Es verdad que en España hay muy poco respeto a las instituciones. En una democracia, eso tiene una vertiente dañina, porque las instituciones representan la soberanía popular. A mí siempre me llama la atención que cuando los periodistas se acercan al presidente del gobierno lo llaman por su nombre de pila, en prueba de llaneza democrática, pero cuando interpelan, por ejemplo, a la duquesa de Alba, le dicen, con mucha reverencia, “Señora duquesa”. Se ve que seguimos creyendo más en la autoridad feudal que en la representativa, o por lo menos que inspira más respeto.
Respeto no significa reverencia, ni mucho menos falta de crítica. Porque algo nos importa y porque es nuestro nos es preciso someterlo a la crítica más exigente, a ser posible fundamentada y racional, con cuidado de no dejarnos llevar por la obcecación ideológica, a favor o en contra.
Pero un problema en España es que quienes menos respeto tienen por las instituciones son muchas veces los mismos que las encarnan o que las dirigen. Ni los más fieros republicanos le han hecho más daño a la monarquía que algunos miembros de la familia real. Nada desprestigia más al poder judicial que la politización descarada de quienes lo gobiernan, su obediencia a las coacciones y a los intereses partidistas. Y casi nada ha dañado la imagen del Instituto Cervantes como esa invitación al presidente de Guinea Ecuatorial a dar una conferencia en su sede de Bruselas. El saqueo de la riqueza petrolífera de un país donde la gente sigue siendo pobrísima es uno de los escándalos que por algún motivo apenas tienen eco en España.

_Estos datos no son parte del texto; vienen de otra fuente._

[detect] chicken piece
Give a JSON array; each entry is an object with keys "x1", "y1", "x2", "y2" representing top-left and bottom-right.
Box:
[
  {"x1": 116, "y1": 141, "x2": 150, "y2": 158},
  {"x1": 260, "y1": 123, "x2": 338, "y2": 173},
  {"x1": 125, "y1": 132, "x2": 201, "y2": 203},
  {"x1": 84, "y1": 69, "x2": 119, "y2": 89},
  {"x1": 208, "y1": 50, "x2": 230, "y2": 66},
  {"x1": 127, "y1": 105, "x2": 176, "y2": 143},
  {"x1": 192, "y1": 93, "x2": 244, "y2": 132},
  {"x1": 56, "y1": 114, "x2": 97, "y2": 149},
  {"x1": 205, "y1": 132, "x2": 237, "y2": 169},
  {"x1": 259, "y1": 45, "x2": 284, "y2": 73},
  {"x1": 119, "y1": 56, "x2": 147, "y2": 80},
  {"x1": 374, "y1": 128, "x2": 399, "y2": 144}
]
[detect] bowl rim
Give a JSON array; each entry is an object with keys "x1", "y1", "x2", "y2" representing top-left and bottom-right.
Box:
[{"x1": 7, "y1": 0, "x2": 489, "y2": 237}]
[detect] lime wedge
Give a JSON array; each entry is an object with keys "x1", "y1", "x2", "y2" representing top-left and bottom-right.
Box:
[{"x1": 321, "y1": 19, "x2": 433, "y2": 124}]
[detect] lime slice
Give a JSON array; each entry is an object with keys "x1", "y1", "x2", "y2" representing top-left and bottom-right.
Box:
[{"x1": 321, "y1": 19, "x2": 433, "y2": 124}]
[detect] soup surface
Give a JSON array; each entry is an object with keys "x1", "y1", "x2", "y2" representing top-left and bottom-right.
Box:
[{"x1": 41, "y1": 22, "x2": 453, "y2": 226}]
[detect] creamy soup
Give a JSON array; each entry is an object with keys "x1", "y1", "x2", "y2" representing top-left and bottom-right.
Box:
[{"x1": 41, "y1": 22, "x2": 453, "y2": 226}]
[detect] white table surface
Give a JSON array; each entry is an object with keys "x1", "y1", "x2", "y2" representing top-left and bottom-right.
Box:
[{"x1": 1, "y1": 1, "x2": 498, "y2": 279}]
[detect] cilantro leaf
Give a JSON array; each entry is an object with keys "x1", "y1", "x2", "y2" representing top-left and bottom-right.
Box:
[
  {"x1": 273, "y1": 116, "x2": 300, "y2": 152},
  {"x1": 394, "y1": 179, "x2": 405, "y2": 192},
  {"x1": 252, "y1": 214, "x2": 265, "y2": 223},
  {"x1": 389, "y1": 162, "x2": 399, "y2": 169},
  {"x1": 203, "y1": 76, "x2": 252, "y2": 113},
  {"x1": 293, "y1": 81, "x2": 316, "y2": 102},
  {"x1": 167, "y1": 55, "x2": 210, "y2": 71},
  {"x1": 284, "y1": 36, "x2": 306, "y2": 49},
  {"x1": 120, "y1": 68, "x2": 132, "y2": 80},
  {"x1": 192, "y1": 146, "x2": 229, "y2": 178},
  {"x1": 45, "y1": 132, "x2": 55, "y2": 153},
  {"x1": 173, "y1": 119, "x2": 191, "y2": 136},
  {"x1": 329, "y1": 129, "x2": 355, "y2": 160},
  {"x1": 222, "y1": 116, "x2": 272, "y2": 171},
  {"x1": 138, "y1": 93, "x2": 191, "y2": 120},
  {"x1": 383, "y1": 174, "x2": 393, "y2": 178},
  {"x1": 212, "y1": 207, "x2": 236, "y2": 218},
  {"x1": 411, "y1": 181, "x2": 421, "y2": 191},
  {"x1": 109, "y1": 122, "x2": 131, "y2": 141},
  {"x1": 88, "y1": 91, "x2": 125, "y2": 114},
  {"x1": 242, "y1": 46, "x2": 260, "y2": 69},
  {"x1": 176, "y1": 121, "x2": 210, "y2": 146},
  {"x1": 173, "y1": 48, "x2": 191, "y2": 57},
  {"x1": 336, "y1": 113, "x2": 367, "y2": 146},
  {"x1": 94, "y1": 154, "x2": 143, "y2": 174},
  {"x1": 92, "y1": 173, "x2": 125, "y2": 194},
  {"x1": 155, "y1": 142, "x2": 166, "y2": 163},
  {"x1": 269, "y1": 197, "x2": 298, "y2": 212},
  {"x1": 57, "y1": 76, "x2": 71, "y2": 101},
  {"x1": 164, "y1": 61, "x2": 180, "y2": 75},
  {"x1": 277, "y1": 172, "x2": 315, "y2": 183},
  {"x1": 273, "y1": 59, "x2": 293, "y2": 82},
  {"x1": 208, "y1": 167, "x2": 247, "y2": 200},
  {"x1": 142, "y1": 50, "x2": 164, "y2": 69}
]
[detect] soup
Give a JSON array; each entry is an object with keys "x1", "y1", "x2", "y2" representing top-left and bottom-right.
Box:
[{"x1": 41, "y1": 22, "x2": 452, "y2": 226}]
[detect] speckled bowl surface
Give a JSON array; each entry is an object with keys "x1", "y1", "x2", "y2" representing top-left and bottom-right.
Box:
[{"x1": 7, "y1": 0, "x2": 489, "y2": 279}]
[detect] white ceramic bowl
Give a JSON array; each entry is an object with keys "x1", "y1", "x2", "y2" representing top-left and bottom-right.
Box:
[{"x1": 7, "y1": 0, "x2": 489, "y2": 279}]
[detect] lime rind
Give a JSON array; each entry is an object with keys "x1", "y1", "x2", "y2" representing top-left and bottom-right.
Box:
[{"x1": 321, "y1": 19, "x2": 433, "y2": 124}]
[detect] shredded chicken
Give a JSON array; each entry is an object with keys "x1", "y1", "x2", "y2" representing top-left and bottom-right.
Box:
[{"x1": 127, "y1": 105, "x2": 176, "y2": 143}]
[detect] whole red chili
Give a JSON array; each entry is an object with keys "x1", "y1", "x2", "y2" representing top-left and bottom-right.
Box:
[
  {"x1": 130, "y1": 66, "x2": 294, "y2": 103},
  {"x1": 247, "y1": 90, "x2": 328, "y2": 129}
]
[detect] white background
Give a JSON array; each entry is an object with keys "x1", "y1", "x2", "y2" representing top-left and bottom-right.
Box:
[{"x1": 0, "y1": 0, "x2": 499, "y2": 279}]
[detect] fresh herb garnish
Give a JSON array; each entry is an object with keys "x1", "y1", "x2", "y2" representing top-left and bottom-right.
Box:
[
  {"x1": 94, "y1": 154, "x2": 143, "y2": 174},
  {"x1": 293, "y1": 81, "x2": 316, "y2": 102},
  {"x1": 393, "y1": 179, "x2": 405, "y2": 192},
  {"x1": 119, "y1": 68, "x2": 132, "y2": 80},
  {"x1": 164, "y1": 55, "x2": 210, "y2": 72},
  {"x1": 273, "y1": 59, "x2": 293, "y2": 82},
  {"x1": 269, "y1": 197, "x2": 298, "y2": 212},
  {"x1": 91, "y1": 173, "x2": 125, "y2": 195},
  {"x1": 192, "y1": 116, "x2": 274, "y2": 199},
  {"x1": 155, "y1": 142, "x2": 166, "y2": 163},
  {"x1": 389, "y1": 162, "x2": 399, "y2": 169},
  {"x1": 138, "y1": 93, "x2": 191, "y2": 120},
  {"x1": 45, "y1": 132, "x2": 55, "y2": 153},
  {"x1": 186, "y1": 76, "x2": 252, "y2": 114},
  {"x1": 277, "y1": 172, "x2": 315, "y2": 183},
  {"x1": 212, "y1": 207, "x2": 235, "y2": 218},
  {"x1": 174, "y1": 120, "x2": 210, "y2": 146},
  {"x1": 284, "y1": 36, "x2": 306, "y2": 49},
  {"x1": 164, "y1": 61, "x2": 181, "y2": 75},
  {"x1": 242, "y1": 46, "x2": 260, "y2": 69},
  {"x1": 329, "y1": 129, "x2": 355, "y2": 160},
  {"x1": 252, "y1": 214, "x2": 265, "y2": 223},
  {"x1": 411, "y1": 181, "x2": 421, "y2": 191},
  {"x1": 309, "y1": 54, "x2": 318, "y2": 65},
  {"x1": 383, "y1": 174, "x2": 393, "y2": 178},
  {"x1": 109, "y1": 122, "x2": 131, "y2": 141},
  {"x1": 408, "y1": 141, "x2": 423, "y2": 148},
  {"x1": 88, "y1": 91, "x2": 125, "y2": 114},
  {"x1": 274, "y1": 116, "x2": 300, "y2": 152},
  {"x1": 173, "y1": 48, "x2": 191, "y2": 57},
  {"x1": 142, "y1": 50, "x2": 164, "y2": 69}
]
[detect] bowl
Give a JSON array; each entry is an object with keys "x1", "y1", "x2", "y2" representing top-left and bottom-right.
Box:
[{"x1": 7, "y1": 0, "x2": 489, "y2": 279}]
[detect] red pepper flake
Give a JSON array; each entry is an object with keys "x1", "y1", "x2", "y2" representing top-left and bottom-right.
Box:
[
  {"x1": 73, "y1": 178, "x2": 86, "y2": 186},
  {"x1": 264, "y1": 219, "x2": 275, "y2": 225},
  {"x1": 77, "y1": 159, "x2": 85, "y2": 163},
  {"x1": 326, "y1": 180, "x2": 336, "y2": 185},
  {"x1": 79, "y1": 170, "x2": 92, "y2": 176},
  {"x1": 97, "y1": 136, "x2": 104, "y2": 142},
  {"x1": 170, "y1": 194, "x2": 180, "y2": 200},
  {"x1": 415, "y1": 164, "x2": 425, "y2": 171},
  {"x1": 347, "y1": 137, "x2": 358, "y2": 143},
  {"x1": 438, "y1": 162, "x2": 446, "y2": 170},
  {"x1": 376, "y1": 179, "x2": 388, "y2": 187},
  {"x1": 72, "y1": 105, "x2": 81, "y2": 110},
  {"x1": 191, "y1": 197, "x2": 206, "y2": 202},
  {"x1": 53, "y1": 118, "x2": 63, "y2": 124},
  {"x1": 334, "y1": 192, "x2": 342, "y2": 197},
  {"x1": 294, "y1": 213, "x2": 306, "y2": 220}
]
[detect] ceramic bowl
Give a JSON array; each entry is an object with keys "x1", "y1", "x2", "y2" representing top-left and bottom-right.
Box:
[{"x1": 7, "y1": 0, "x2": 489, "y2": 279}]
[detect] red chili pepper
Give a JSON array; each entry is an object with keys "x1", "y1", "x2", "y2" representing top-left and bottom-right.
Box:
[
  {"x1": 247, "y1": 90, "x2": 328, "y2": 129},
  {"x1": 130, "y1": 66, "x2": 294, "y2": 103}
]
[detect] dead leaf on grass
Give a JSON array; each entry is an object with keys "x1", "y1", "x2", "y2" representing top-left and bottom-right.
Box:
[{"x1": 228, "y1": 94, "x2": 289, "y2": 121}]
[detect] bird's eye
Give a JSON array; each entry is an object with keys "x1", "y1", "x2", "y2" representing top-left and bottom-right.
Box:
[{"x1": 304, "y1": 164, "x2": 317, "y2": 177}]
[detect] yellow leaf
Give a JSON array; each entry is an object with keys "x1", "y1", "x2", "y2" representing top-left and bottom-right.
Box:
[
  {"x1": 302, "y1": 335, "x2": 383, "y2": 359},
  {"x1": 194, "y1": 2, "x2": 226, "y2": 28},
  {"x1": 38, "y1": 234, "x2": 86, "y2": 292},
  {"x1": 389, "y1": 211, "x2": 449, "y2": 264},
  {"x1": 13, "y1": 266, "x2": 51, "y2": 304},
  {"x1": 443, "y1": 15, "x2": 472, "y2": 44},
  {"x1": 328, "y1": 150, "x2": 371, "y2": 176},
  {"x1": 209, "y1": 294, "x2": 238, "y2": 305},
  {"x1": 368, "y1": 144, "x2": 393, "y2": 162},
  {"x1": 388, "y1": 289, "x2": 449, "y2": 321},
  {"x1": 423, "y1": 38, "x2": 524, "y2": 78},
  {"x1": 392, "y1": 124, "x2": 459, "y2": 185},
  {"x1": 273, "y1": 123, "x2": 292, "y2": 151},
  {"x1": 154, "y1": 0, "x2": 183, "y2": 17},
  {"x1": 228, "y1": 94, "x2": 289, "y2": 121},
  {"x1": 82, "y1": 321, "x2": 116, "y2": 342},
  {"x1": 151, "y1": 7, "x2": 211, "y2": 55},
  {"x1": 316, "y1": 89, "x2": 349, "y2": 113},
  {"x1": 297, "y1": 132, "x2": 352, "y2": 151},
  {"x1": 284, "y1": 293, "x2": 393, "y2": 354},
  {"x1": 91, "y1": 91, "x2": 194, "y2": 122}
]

Este tipo de decisiones, vienen de arriba, desde luego: imposiciones políticas sobre una institución que debiera ser profesional y autónoma en su funcionamiento. Lo que me soprende es que nadie, en la cadena de obediencias que va desde una llamada de teléfono en las alturas hasta la programación de un acto en la sede del Cervantes en Bruselas, haya tenido la dignidad de dimitir, aunque solo fuera en defensa del buen nombre de una institución.